GM sales: Much better than expected

Bankrupt automaker says vehicle sales tumble 29% in May, its best results of the year. Ford's were its best in ten months.


NEW YORK (CNNMoney.com) -- A day after filing for bankruptcy, General Motors Corp. said its light vehicle sales in May fell much less than anticipated.

GM said total car and light truck sales fell 29% compared to a year earlier. That was a much narrower decline than the Edmunds.com analysts' forecast of a 36.9% drop and better than the 33% retreat in April.

Its four brands which will be dropped in a restructuring of the company - Pontiac, Saturn, Saab and Hummer - each reported much bigger sales declines than GM's overall drop, the worst being a 63.5% plunge in Saab sales.

GM announced Tuesday it sold its Hummer line to an undisclosed company. A person with knowledge of the deal told CNNMoney.com GM will sell Hummer to Sichuan Tengzhong Heavy Industrial Machinery Company Ltd. in China.

When it emerges from bankruptcy, GM is expected to continue with its four core brands, Chevrolet, Buick, GMC and Cadillac.

0:00 /02:48GM CEO: We will get through this
Sales of light GM (GMGMQ) trucks fell 20.8%.

The May numbers were unadjusted for the extra day this year.

Ford: Ford Motor Co.'s U.S. auto sales fell less than expected in May marking its best performance since July 2008, the automaker reported on Tuesday.

Ford (F, Fortune 500) said total domestic vehicle sales fell 24.3% compared to a year earlier. That was a narrower decline than analysts' forecast of a 28.5% drop and better than the 32% retreat in April.

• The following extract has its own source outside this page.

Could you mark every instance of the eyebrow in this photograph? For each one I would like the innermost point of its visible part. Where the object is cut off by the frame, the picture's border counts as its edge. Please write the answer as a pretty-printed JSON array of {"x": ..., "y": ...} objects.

Though Ford's car models fell by 25.5%, sales of its mid-sized Fusion model were actually up 9.4% last month, the only Ford brand model that rose from last year.

Crossover SUV sales dropped 9%, and traditional SUV sales tanked 37.4%. Overall, Ford truck sales fell 23.4%.

The company said it believed economic conditions were improving and auto sales have bottomed out, though a spokesman for Ford said it expected a bumpy recovery.

"This is still a very fragile industry," said Ken Czubay, Ford's vice president of sales, on a conference call with reporters. "It won't be a straight line up from here to the end of the year."

Changing landscape: Ford's results came as rivals Chrysler and GM filed for Chapter 11 bankruptcy protection. When GM entered bankruptcy on Monday, Ford was left as the lone "Big Three" company that has not requested federal bailout funds or gone bankrupt.

As its domestic rivals flailed, Ford continued to build on its growing market share. But the company said it believed the sales improvement from April to May had more to do with increasing consumer demand than turmoil at its competitors. Accordingly, Ford said it will begin to raise its production as the company sees sales beginning to pick up.

In April, Ford's domestic brands outpaced Toyota's (TM) for the first time since since April 2007, making it the second-largest automaker in terms of monthly U.S. sales behind GM. Ford estimated on Tuesday that its May sales helped it gain the highest market share that the company has enjoyed in three years, even as it scaled back its incentives $200 compared to a year ago.

"Ford is the only volume brand to deliver incentive reductions and still gain retail share," said Czubay. "But the next 90 days will be volatile, as we expect fire sales from our competitors."

Chrysler, Toyota, and all of the other major automakers will report their monthly sales later Tuesday afternoon. Edmunds.com expects industry-wide sales in May to have fallen 36.1% from May 2008, which is slightly worse than April's 34% year-over-year drop.

Analysts predict the combined monthly U.S. market share for Chrysler, Ford and General Motors' domestic vehicles will be 43.9% in May 2009, down from 45.3% a year ago and 46.6% in April.

Also Tuesday, Japanese automaker Nissan reported May sales fell 33.1%, better than the 35.1% analysts expected.